Так бы и жил я ещё Бог знает сколько лет, принял бы монашество и остался бы в этом большом монастыре, если б не одна неприятная история с кражей. В том году в монастырь приехало много людей, больных наркоманией. Они страдали затяжными депрессиями, а среди жителей нашего острова жили люди, которые промышляли наркотиками. Денег наркоманам найти было негде. Тогда некоторые из них шли и на воровство. Однажды несколько таких молодых людей подпоили сторожа хоздвора и украли поросёнка. Пытаясь скрыть свою вину, сторож зачем-то сказал, что отлучался на несколько часов и просил меня покараулить. Про это доложили эконому.
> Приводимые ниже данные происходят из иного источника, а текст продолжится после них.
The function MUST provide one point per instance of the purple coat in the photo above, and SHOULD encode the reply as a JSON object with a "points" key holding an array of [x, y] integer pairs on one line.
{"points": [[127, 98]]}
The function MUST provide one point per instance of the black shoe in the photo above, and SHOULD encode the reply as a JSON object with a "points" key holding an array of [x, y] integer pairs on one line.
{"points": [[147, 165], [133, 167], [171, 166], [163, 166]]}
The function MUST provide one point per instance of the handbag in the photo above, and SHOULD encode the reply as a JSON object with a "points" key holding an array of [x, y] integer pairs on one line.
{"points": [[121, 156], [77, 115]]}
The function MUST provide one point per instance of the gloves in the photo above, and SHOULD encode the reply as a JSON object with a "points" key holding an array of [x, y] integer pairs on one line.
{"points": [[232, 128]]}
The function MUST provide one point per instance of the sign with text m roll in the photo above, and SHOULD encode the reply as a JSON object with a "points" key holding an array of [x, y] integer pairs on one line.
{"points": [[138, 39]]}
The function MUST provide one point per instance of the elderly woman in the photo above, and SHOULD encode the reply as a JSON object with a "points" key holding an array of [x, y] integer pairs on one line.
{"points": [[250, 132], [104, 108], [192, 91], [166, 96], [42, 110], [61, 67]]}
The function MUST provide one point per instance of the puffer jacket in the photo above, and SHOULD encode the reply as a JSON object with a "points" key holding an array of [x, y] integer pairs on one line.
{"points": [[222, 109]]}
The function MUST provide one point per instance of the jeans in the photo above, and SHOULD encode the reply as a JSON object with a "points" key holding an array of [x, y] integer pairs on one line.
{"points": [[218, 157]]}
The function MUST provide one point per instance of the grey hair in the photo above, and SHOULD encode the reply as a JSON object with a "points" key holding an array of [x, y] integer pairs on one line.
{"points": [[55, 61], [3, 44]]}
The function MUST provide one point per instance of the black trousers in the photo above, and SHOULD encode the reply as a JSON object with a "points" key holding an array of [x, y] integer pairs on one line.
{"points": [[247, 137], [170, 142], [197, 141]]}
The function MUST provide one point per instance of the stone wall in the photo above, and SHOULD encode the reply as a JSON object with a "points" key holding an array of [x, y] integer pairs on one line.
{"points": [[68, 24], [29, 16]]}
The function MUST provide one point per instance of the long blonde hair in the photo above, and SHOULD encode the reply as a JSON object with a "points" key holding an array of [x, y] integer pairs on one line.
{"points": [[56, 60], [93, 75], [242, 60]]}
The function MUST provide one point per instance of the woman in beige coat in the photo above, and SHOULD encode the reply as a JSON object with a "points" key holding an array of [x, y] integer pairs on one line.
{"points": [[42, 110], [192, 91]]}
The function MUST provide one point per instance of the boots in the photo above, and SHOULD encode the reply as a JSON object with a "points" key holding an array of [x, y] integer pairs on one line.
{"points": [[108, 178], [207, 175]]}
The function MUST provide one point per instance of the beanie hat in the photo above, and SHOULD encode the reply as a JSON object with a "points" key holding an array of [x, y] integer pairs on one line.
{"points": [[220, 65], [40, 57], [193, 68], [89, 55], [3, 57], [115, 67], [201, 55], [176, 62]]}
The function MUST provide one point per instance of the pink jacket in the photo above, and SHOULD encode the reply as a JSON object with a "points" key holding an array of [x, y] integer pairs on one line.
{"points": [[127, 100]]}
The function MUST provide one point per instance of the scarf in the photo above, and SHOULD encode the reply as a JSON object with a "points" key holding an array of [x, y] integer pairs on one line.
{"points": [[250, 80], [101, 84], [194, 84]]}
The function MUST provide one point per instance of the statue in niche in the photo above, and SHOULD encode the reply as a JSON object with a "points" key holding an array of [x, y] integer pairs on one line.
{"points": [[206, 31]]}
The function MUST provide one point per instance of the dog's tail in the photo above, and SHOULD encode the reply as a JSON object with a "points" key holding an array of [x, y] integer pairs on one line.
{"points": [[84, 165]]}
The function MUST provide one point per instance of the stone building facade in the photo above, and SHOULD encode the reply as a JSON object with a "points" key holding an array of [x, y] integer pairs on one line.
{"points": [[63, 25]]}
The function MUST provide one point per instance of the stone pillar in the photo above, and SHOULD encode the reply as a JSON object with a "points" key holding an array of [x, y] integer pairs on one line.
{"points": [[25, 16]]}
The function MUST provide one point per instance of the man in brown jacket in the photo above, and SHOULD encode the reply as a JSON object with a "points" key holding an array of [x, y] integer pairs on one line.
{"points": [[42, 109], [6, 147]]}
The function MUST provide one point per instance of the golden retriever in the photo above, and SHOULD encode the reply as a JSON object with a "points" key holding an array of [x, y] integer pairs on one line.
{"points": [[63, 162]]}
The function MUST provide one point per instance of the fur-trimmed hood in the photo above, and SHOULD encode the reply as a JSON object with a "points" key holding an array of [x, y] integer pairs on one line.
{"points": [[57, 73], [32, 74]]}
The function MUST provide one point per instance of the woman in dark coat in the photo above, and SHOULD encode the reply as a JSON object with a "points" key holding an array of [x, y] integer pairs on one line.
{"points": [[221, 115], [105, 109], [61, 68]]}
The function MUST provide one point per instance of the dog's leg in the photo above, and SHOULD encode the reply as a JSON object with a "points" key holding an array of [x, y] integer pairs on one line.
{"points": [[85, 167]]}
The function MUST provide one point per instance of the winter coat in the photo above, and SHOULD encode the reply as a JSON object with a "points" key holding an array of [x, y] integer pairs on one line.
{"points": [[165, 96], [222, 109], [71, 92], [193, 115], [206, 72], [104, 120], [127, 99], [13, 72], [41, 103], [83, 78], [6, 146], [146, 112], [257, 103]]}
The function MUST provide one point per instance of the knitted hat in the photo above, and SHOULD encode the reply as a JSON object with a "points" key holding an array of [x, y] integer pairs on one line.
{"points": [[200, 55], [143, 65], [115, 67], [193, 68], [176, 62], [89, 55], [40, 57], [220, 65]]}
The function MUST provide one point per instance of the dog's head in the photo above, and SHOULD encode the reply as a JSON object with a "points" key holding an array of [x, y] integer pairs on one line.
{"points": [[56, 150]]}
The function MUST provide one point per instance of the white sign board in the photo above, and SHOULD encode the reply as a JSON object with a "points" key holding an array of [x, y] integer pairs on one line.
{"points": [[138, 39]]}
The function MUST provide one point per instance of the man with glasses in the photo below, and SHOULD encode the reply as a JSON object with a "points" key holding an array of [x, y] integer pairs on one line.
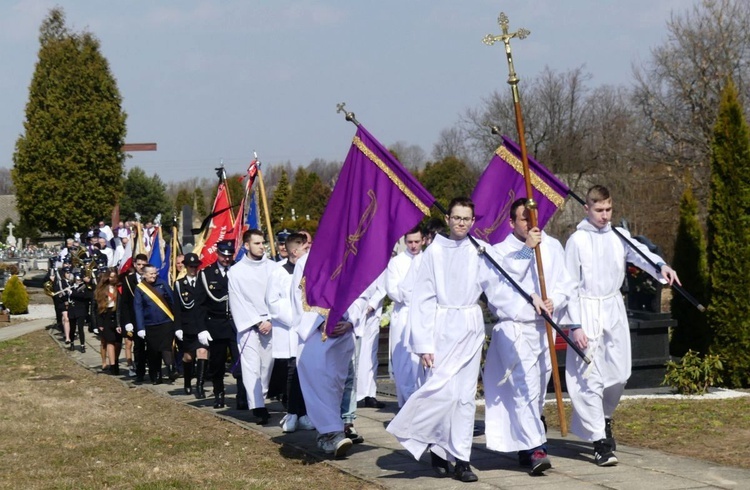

Эконом, устав в целом от воровства, сообщил именно об этой краже в милицию. Поскольку я был судимым, подозрения пали на меня. Тем более, что подражая святым из патериков, я не оправдывался. Дело, конечно, замяли, но ко мне в монастыре стали относиться гораздо хуже. Сторож, страдая от нечистой совести, заглушал боль всё большими обвинениями в мой адрес. Многие верили, что я вор, потому что почти никто не знал в монастыре, какой я есть на самом деле. Потом меня переправили в Петербург, на подворье. Затем за какую-то провинность меня благословили искать другое место.